Correio Braziliense, n. 20635, 21/11/2019. Política, p. 4

Toffoli: limite a repasse de dados

Renato Souza
Augusto Fernandes


O presidente do Supremo Tribunal Federal (STF), ministro Dias Toffoli, votou, ontem, no plenário da Corte, contra o compartilhamento de informações da Receita Federal com órgãos de fiscalização. O Fisco não poderá, no entendimento do magistrado, enviar documentos completos, como extratos bancários e declarações de Imposto de Renda, sem prévia autorização judicial. Ele se disse favorável, porém, ao repasse de dados da Unidade de Inteligência Financeira (UIF), antigo Coaf, a entidades como o Ministério Público Federal e a Polícia Federal, mas ressaltou que as informações não podem ser fornecidas sob demanda. Ou seja, o órgão investigador não pode solicitar, sem autorização judicial, a informação relativa a uma pessoa específica, mas apenas iniciar diligências quando recebe, de forma espontânea, uma comunicação de movimentação suspeita. Falta, ainda, o voto de 10 ministros.
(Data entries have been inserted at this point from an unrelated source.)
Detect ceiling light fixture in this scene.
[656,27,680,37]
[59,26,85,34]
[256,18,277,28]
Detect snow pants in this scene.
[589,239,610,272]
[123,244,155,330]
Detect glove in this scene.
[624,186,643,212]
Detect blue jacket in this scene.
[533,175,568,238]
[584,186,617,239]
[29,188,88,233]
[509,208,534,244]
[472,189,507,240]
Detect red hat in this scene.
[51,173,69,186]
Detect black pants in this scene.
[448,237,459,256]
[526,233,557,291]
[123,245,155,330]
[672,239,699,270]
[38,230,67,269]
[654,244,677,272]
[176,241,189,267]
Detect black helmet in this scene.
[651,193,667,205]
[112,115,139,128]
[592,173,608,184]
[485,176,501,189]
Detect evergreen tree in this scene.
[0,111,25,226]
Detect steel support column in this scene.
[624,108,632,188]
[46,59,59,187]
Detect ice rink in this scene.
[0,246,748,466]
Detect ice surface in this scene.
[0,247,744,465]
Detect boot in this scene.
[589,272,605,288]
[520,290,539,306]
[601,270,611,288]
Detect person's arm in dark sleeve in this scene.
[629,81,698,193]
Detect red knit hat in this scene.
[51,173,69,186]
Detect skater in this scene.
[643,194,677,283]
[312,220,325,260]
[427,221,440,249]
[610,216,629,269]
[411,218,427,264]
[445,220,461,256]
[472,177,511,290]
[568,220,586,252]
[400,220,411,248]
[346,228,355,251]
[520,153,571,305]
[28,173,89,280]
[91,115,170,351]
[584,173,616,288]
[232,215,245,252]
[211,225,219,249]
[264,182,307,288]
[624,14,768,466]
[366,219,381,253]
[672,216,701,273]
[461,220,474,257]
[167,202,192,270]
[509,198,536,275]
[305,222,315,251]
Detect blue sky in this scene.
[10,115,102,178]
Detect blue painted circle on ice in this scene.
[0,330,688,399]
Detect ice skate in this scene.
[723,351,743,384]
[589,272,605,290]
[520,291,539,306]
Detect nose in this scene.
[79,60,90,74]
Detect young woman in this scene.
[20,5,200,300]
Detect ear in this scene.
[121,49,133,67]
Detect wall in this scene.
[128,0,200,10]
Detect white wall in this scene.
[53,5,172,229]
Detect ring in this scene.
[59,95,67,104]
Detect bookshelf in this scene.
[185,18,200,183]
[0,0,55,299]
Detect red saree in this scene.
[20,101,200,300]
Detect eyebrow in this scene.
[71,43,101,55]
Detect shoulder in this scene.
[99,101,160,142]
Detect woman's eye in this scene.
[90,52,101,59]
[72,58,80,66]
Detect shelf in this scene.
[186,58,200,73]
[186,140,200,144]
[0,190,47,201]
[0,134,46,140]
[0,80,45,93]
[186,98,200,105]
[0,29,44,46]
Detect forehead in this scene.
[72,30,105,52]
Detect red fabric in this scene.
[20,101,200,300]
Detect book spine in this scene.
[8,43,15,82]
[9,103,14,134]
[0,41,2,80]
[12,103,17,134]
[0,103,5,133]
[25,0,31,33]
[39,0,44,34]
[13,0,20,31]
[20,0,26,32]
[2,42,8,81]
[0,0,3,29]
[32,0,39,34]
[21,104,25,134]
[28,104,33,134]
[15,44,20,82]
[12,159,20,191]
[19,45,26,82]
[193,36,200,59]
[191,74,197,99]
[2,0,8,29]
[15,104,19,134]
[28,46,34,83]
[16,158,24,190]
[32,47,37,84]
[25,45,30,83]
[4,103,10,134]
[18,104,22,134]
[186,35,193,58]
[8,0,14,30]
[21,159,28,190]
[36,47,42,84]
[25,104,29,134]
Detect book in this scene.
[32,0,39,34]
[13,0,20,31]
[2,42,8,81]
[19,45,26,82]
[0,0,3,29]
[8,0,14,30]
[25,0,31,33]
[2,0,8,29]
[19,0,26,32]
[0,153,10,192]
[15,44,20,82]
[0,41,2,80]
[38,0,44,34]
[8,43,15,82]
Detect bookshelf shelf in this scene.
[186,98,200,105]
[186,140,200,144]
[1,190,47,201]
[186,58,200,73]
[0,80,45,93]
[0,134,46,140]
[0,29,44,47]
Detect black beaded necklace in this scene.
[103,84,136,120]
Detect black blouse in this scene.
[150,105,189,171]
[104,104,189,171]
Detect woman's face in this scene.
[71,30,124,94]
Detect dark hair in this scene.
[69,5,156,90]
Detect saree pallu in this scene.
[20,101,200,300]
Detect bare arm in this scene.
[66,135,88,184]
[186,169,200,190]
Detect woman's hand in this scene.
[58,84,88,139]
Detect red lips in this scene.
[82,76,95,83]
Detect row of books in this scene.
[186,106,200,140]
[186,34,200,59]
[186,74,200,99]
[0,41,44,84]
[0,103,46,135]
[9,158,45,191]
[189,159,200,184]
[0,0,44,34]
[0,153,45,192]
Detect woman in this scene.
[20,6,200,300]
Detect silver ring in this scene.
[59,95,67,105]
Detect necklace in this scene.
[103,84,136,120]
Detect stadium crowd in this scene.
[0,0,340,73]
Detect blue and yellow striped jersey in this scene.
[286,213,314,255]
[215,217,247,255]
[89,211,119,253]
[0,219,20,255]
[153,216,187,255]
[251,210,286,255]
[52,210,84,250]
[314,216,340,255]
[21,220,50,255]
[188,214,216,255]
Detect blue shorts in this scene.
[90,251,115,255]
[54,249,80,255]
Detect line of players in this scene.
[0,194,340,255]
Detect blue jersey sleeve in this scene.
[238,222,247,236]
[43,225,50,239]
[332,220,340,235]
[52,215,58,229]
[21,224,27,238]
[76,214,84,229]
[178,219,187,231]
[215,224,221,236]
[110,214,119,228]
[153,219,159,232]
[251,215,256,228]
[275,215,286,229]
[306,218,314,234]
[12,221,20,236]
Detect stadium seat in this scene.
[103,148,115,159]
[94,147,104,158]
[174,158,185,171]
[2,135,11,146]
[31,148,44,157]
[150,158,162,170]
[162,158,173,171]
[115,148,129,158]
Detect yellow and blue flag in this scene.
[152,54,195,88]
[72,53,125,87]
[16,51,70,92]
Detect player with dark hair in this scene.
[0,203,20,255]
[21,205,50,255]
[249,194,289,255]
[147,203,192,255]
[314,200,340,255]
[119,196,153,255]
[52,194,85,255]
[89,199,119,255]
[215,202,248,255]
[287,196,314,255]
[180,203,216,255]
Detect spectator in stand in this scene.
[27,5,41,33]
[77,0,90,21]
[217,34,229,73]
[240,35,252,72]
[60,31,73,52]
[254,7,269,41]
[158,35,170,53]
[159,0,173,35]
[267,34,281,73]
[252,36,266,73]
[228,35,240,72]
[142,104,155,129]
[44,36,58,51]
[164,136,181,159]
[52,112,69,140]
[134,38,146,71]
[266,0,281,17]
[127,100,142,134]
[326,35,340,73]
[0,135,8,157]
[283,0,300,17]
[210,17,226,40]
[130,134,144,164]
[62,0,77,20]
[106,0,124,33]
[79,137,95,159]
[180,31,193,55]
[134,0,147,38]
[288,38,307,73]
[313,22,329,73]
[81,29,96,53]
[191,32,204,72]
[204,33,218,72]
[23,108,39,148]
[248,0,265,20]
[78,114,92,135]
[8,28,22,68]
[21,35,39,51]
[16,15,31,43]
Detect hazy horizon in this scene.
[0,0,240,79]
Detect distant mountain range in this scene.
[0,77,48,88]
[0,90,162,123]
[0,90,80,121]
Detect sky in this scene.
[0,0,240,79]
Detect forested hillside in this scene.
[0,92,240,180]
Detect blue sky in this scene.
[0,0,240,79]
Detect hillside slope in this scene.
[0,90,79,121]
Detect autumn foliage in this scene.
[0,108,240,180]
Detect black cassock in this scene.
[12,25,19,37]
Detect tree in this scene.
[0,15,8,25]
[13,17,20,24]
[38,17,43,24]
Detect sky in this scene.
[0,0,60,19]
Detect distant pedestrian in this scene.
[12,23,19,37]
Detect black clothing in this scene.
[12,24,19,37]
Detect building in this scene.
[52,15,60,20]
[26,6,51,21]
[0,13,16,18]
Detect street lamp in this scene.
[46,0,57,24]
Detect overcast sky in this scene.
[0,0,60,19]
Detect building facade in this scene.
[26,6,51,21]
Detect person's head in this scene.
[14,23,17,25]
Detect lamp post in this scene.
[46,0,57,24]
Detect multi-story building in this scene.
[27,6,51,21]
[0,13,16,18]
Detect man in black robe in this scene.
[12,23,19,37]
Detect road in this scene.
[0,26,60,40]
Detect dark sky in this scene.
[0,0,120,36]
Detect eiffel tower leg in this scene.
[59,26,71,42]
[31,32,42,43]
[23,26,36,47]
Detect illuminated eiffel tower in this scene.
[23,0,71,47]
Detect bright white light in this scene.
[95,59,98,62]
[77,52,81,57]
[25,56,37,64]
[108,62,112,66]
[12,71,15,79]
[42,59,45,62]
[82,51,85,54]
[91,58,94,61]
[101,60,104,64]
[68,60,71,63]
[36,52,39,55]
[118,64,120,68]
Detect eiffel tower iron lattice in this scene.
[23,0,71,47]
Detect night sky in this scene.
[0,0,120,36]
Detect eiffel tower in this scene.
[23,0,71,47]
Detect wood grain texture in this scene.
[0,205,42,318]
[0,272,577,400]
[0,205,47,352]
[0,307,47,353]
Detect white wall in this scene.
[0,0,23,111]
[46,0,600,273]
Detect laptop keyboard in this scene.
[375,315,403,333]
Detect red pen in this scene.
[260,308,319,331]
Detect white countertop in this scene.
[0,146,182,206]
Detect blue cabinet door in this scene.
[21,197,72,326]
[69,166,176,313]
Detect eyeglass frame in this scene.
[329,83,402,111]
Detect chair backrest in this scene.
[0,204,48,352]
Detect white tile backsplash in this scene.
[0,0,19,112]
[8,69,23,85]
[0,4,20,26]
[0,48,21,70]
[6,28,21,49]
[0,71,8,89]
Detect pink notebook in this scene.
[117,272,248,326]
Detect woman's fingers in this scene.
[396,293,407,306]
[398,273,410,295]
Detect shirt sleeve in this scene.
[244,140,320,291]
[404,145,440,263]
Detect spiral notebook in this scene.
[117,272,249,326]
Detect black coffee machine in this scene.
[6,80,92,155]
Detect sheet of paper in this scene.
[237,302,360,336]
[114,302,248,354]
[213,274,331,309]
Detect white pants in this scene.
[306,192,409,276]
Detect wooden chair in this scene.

O julgamento será retomado hoje à tarde.

Toffoli é o relator de um recurso apresentado na Corte sobre o tema, e o voto dele é importante para nortear o entendimento dos demais integrantes do plenário. No entanto, até mesmo colegas da Corte ficaram confusos. O ministro Luís Roberto Barroso questionou a clareza do voto: “Tem que trazer um professor de javanês”, afirmou, numa referência ao livro O Homem que sabia javânes e outros contos, de Lima Barreto. Nos bastidores, ministros avaliaram que, até o fim do julgamento — se o voto de Toffoli prevalecer —, diversos marcos devem ser criados para evitar confusão nas instâncias inferiores. O voto do presidente do STF foi tão pouco claro que, após a sessão, ele enviou esclarecimentos à imprensa.

De acordo com a manifestação do ministro, em plenário, a UIF pode repassar apenas dados globais, ou seja, de movimentações anuais em contas bancárias, por exemplo, e não de transações detalhadas. Além disso, as informações podem embasar a abertura de investigações, mas não servir como prova em um processo. “O Coaf pode, sim, compartilhar informações, mas ele é uma unidade de inteligência, o que ele compartilha não pode ser usado como prova. É um meio de obtenção de prova, assim como a colaboração premiada. A colaboração premiada, por si só, não prova nada”, argumentou.

Toffoli também se justificou sobre ter solicitado à Receita dados fiscais de 600 mil contribuintes. A decisão foi revertida posteriormente, após o recebimento de informações solicitadas ao Fisco. “Quem aqui é contra o combate à lavagem de dinheiro? Temos de acabar com essas lendas urbanas, com caluniadores”, disse ele, em referências às críticas que recebeu.

MPF

No caso da Receita Federal, apesar de vetar o repasse de declaração do Imposto de Renda e de extratos bancários sem o aval da Justiça, o ministro não se opõe ao fornecimento de dados cadastrais, como nome, CPF e renda, sem a necessidade de autorização judicial.

O entendimento de Toffoli vai em desacordo com a manifestação do Ministério Público. O procurador-geral da República, Augusto Aras, avalia que restrições no intercâmbio das informações podem gerar graves danos à investigação criminal pelo país. No plenário do Supremo, ontem, ele defendeu que não há necessidade de prévia autorização judicial para que haja o compartilhamento de dados fiscais sigilosos entre órgãos fiscalizadores e as entidades de investigação.

Para o PGR, o repasse de informações fiscais é importante para o combate ao crime organizado e à corrupção. O chefe do MP lembrou que órgãos fiscalizadores de mais de 180 nações no mundo enviam as informações a entidades de investigação sem autorização de um magistrado. “Esse sistema opera em 184 países, e o Brasil necessita respeitar esse sistema, porque não são só os aspectos de combate à lavagem de capitais, não é só a lei anticorrupção, que está em causa, é também a credibilidade do sistema financeiro brasileiro, é um momento crucial para o crescimento econômico do país, que mantenhamos a estrutura da segurança jurídica também para essas relações econômicas tão relevantes”, ressaltou.

Flávio Bolsonaro

Em julho, Toffoli determinou o congelamento das investigações que utilizam dados financeiros detalhados sem autorização da Justiça. O magistrado atendeu a um pedido da defesa do senador Flávio Bolsonaro (PSL-RJ). O parlamentar é alvo de uma investigação, no Rio de Janeiro, pela suposta prática de rachadinha, em que teria recebido parte do salário de assessores quando era deputado estadual. “Aqui não está em julgamento, em nenhum momento, o senador Flávio Bolsonaro”, refutou Toffoli, na sessão de ontem. “É bom afastar essa lenda urbana.”